Except software is infinitely reproducible once written. There's no tragedy of the commons if the commons' resources are infinte.
"But code needs to constantly change and update all the time! Who's going to do that!?" -- well, maybe that's the problem. Maybe if we want to make a real, lasting contribution to OSS, without being stuck maintaining it forever, we should focus on making software that doesn't have to change. Code is basically math, and we get lots of use out of polynomials and complex numbers and Galois theory without anyone actively "maintaining" them. Galois died in 1832!
Maybe the software we're writing is trying to do too much; maybe we should stop expecting perpetual updates and maintenance of OSS? Maybe a small, focused, reliable library that does one thing really well and never gets updated is actually the perfect OSS?
> maybe we should stop expecting perpetual updates and maintenance of OSS? Maybe a small, focused, reliable library that does one thing really well and never gets updated is actually the perfect OSS?
This is something that took some getting use to working with clojure. You'll hear it a lot, a lot of libraries are simply "done". They do their thing and they do it well. The language itself prioritizes not making breaking changes so there is rarely a need to "maintain" many libraries that were last updated years ago.
Habit still makes me pause when seeing it, but looking through the code will usually be reassurance enough or tell you that it was abandoned and needs work. There is also CLJ Commons[0] that takes useful/popular libraries that are done/mostly done and no longer maintained by the original maintainers. Usually the only changes are some performance updates with new JVM/Clojure features. Many of them are incredibly useful and haven't been updated in months or years.
It's definitely not a tragedy of the commons problem. Open source doesn't get used up by more people using it.
Takers actually have an inherent interest in supporting the open source software they use, in direct proportion to the long-term value they derive from it.
You actually need some countervailing force to have significant takers.
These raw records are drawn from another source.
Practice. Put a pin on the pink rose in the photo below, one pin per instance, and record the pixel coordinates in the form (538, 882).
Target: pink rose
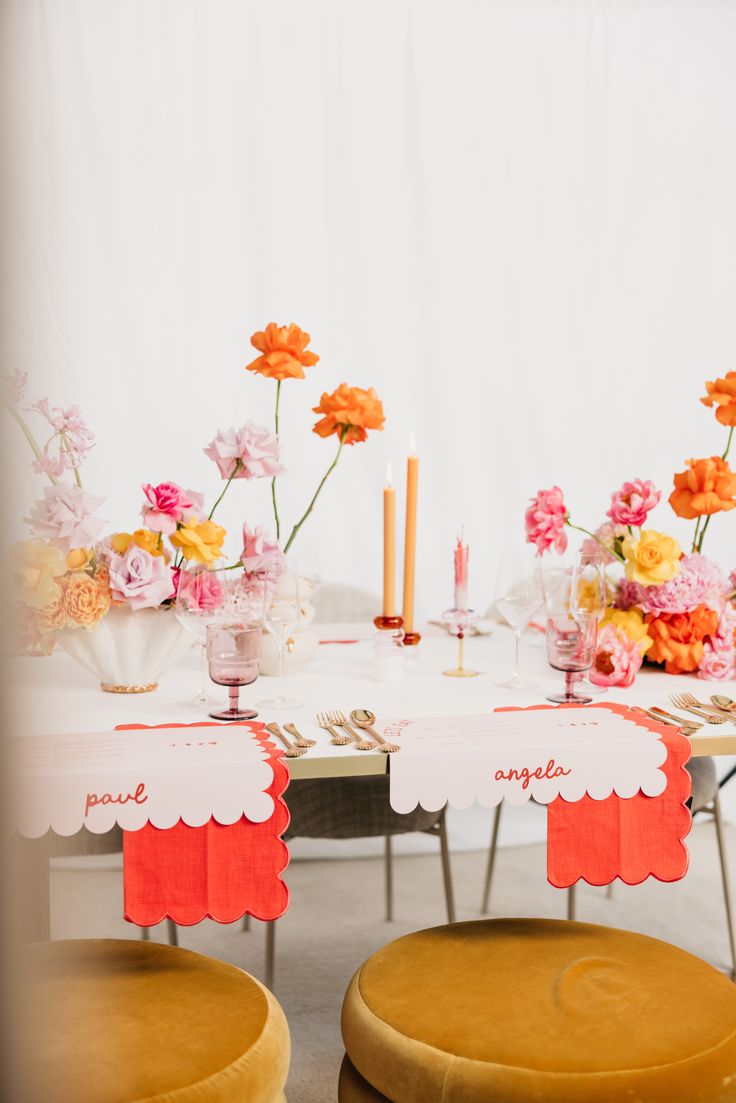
(140, 579)
(201, 589)
(617, 659)
(545, 521)
(248, 452)
(260, 555)
(64, 516)
(633, 502)
(167, 504)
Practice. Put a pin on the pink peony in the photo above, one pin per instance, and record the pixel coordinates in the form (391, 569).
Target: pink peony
(545, 521)
(617, 659)
(633, 502)
(200, 589)
(167, 504)
(64, 516)
(248, 452)
(139, 579)
(260, 555)
(700, 581)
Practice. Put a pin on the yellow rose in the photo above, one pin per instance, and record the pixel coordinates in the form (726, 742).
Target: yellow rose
(651, 558)
(85, 601)
(202, 543)
(35, 565)
(631, 622)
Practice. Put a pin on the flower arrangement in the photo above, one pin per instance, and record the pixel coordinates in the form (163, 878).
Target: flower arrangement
(670, 608)
(67, 577)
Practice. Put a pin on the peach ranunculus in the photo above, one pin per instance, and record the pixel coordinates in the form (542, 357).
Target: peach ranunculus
(722, 394)
(202, 543)
(85, 603)
(706, 486)
(283, 352)
(680, 638)
(651, 557)
(349, 413)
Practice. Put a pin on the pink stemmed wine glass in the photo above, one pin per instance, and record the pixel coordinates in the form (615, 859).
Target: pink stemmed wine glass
(234, 660)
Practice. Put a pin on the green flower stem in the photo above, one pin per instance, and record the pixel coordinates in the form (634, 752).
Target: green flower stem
(317, 493)
(235, 470)
(29, 436)
(273, 482)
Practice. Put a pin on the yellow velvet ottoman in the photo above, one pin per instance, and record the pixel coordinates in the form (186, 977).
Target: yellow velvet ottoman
(521, 1009)
(116, 1021)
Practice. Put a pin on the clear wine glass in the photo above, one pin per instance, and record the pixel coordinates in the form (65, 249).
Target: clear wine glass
(201, 599)
(588, 595)
(281, 613)
(519, 596)
(234, 660)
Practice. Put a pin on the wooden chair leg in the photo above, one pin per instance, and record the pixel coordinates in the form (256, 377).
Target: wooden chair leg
(270, 953)
(726, 887)
(491, 860)
(447, 874)
(388, 874)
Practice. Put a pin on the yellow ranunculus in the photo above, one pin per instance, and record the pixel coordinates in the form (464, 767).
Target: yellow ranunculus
(78, 558)
(202, 542)
(631, 622)
(35, 565)
(651, 558)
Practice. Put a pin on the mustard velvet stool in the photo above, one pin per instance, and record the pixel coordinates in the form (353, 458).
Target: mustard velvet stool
(514, 1010)
(116, 1021)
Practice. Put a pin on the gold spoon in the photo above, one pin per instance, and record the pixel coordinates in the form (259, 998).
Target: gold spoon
(298, 738)
(364, 718)
(291, 751)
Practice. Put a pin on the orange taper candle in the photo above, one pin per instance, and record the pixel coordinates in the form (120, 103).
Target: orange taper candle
(388, 546)
(409, 537)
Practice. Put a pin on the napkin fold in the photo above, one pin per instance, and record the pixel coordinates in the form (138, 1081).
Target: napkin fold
(220, 871)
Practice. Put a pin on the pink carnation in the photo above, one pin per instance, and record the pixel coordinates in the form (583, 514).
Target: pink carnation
(167, 504)
(140, 579)
(260, 554)
(617, 660)
(64, 516)
(545, 521)
(633, 502)
(700, 581)
(248, 452)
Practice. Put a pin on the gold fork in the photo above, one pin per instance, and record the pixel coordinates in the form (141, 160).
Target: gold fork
(688, 699)
(680, 700)
(341, 720)
(336, 739)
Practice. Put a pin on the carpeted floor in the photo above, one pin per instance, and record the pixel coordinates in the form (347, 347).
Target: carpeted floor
(336, 921)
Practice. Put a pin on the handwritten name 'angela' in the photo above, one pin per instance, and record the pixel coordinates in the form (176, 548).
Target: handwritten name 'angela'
(138, 796)
(525, 775)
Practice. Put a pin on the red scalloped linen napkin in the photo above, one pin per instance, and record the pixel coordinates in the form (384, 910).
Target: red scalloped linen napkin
(632, 838)
(220, 871)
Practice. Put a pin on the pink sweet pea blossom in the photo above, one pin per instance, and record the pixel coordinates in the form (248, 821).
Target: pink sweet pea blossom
(617, 659)
(139, 579)
(633, 502)
(167, 504)
(545, 521)
(248, 452)
(64, 516)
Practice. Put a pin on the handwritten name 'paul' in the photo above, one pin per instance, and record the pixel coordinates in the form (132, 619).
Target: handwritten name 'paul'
(525, 775)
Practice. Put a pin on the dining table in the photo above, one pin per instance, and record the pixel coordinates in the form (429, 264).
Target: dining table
(53, 695)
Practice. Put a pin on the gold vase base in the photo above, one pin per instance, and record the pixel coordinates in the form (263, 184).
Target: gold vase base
(108, 687)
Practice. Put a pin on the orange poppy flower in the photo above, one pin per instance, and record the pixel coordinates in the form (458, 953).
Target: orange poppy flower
(350, 413)
(722, 394)
(707, 486)
(679, 638)
(283, 352)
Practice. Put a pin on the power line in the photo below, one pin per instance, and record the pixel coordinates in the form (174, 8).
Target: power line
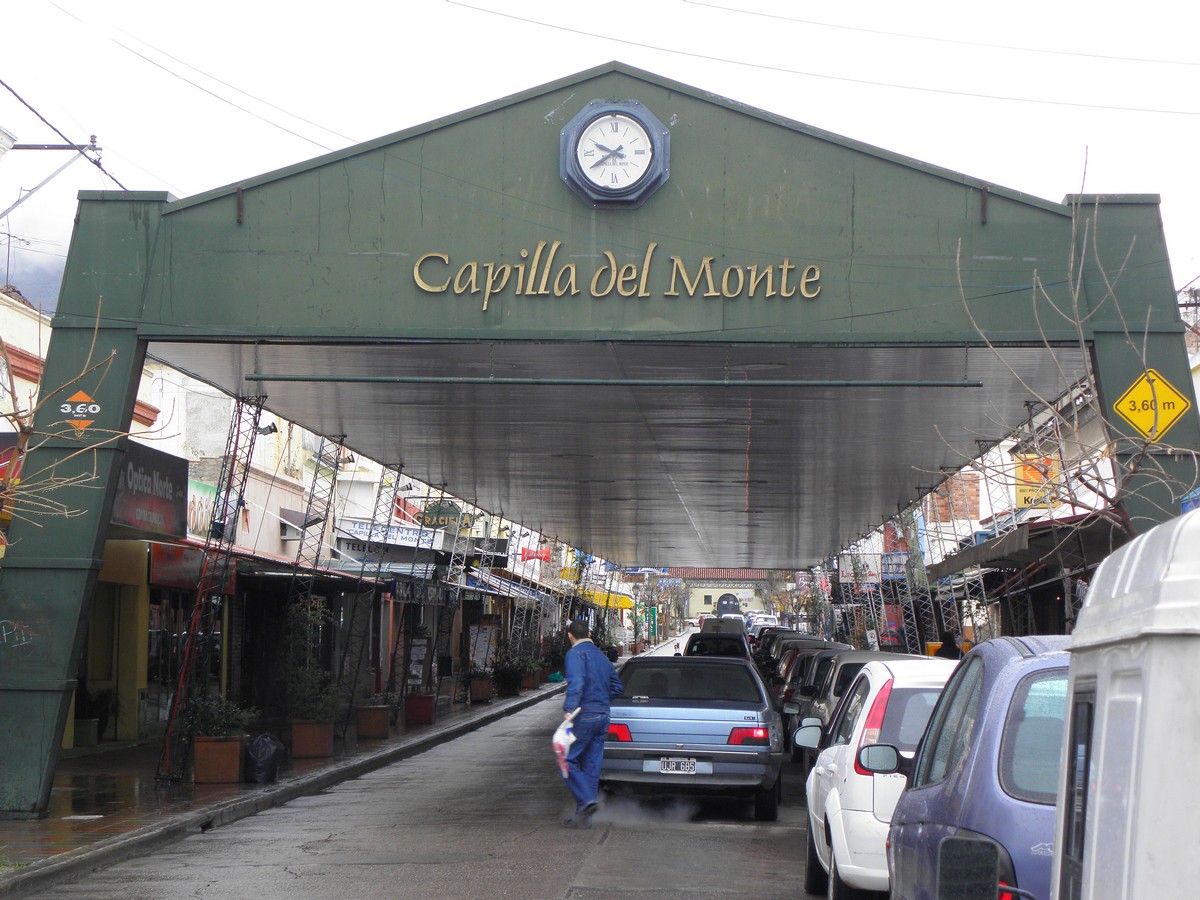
(845, 79)
(78, 148)
(959, 42)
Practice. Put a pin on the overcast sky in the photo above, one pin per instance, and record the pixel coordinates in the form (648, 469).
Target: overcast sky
(1047, 97)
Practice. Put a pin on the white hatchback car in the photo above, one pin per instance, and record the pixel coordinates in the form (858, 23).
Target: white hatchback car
(850, 809)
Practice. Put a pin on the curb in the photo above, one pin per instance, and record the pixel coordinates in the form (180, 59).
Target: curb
(76, 863)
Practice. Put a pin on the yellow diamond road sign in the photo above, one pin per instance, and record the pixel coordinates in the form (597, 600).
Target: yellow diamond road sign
(1152, 405)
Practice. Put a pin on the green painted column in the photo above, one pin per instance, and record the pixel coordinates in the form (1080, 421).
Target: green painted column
(1139, 355)
(48, 575)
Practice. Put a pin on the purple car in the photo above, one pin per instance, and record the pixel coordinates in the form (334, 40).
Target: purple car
(987, 768)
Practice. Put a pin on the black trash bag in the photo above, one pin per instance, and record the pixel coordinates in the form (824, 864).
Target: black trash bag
(262, 759)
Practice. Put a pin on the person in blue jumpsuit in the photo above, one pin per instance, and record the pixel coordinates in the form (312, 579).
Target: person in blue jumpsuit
(592, 682)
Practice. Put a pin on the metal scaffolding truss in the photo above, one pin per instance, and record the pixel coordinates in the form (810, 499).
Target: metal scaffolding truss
(357, 645)
(215, 567)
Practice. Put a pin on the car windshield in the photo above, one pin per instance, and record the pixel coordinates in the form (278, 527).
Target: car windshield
(907, 714)
(691, 682)
(1032, 739)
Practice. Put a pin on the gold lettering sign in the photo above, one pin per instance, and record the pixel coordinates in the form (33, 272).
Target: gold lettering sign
(541, 274)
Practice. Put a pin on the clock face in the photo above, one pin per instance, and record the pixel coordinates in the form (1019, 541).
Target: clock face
(613, 151)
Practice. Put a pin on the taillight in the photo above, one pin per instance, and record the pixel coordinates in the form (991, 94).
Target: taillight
(874, 724)
(756, 735)
(618, 731)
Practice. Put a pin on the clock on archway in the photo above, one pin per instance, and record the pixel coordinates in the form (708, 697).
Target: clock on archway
(615, 154)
E.g, with Wordpress I think there's an acrimonious and competitive relationship between the for-profit company controlling the open source project and one of the big for-profit users of the project.
The tragedy for OSS here is that an OSS project is being used as a lever in a struggle between business competitors over who gets the dollars. (I suspect WordPress was always designed and intended to support a commercial enterprise, though, so this kind thing was probably always going to be part of it.)
> once there are not enough makers, the product and entire ecosystem dies
Once there are not enough makers, willing to license products to corporations for free, the corporations either have to write their own software or die.
The “tragedy” as commonly interpreted is so wrong-headed and ill-framed. The problem at the heart of it was always the intermingling of private interests and common goods. The biggest problem with OSS is exactly that: private corporations can take those commons and get rich based on them.
So what is the tragedy? Really? It’s the tragedy of private interests. But it’s of course not named that because Economists championed The Problem. In turn we have to pretend that The Commons have a problem. Because Private Interests are axiomatic and are not to be questioned.